Transfer of bone marrow niche-residential regulatory T cells ameliorates experimental colitis

Treg infusion has been drawing attention as a promising approach to control inflammatory diseases or autoimmune disorders [1,2]. Recent clinical trials of adoptive Treg transfer have yielded promising results [[3], [4], [5]]. However, the obligatory requirements to infuse high doses of donor Tregs hinders the clinical application. Therefore, it is important to identify potent Treg populations capable of effectively conveying the therapeutic effects at far lower numbers.

One of the potential target diseases for Treg transfer therapy is IBD, a debilitating chronic inflammatory condition of the gastrointestinal tract [17], inclusive of ulcerative colitis and Crohn's disease. Current treatment options for these diseases rely on immunomodulatory drugs and biological therapies, inclusive of anti-TNFα antibodies. However, drug efficacies are limited and side effects are often serious [18,19] . Given the crucial roles of Tregs in the control of IBD, Treg adoptive therapy has been tested as a potential approach to control IBD [[6], [7], [8]].

It is known that Tregs exert rigorous immune protection in several locations of stem cells: viz. testis, placenta, and hair follicle [20,21]. These tissues were demonstrated decades ago to act as immunological sanctuaries for stem cells, otherwise termed immune-privileged sites [20]. In these tissues, the immune response against stem cells is typically inhibited or prevented by multiple mechanisms, inclusive of the blood barrier, downregulation of the major histocompatibility complex molecules, cytokines, and Tregs [20]. As a result, transplanted allogeneic or xenogeneic cellular grafts survive at these sites even in the absence of exogenous immunosuppressive therapy [20,22] .

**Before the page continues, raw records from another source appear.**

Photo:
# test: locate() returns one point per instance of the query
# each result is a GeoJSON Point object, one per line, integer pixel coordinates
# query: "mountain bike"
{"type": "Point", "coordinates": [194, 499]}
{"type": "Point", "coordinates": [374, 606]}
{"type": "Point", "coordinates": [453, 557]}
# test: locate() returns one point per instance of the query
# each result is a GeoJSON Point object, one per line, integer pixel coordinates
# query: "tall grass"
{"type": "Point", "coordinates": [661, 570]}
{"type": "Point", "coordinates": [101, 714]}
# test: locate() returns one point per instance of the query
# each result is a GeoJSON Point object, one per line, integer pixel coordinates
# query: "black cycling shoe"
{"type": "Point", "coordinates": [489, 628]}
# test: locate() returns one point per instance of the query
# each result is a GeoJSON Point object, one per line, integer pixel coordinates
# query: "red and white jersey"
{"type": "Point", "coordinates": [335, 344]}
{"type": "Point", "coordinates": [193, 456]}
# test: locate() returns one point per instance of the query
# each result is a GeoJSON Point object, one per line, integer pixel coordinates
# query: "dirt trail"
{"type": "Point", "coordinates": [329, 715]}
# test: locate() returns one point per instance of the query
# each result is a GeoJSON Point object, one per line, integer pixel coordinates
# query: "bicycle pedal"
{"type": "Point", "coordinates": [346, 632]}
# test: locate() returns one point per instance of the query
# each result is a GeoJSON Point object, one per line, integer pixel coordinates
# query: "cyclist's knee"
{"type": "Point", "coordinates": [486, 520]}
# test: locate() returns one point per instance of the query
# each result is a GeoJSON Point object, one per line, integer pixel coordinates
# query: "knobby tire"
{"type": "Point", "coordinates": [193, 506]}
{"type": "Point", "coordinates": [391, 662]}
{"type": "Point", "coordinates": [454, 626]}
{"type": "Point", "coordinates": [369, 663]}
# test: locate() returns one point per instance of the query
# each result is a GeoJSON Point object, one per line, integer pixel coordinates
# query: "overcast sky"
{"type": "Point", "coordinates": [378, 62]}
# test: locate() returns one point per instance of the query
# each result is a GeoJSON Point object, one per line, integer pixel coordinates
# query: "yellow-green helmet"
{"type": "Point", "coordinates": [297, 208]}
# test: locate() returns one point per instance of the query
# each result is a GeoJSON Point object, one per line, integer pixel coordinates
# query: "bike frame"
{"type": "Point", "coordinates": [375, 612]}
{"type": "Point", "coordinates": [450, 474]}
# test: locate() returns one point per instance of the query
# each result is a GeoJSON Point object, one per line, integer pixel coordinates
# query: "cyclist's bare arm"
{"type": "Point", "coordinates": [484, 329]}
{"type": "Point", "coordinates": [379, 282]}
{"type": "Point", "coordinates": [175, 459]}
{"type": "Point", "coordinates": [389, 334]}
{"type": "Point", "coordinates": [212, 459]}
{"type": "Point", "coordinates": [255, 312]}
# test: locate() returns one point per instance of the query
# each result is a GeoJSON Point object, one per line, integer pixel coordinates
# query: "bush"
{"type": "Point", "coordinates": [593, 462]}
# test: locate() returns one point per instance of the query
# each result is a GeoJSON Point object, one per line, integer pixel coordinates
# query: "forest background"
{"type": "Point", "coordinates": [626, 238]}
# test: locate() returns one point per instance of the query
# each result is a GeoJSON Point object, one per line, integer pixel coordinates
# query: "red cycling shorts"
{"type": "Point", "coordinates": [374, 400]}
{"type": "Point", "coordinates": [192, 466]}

While it has remained largely unclear whether somatic stem cell niches are broadly immunosuppressive, our recent studies have demonstrated that the HSC niche within the BM is endowed with immune privilege [[9], [10], [11], [12], [13], [14], [15], [16]]. The HSC niche accommodates specialized niche-residential Treg populations characterized by high expression of an HSC marker, signaling lymphocyte activation molecule (SLAM) family member CD150 [9,10,16]. These CD150Hi BM niche Tregs express high levels of cell surface ectoenzyme CD39 and CD73, which generate extracellular adenosine, a nucleotide with powerful anti-inflammatory and immunosuppressive effects [10,16]. BM niche Treg-derived adenosine enables the persistence of allogeneic HSCs in non-conditioned immunocompetent mice, promoting engraftment [9,10,16]. In non-transplantation settings, BM niche Tregs exert pro-regenerative potentials [10]. BM niche Treg-derived extracellular adenosine protects HSCs from oxidative stress and maintains HSC quiescence, further mitigating post-irradiation BM injury [10,14]. Of note, transfer of BM niche Tregs promotes engraftment of transplanted allogeneic mismatched BMs to a greater extent than transfer of other Tregs [10]. Transfer of BM niche Tregs further rescues lethally-irradiated mice from critical BM failure [14].

However, the therapeutic utility of transferring these immune-privileged niche Tregs to the non-BM disease settings has remained untested to date. Here, we investigate the treatment efficacy of the transfer of BM niche Tregs to control the colitis using an experimental mouse model [23].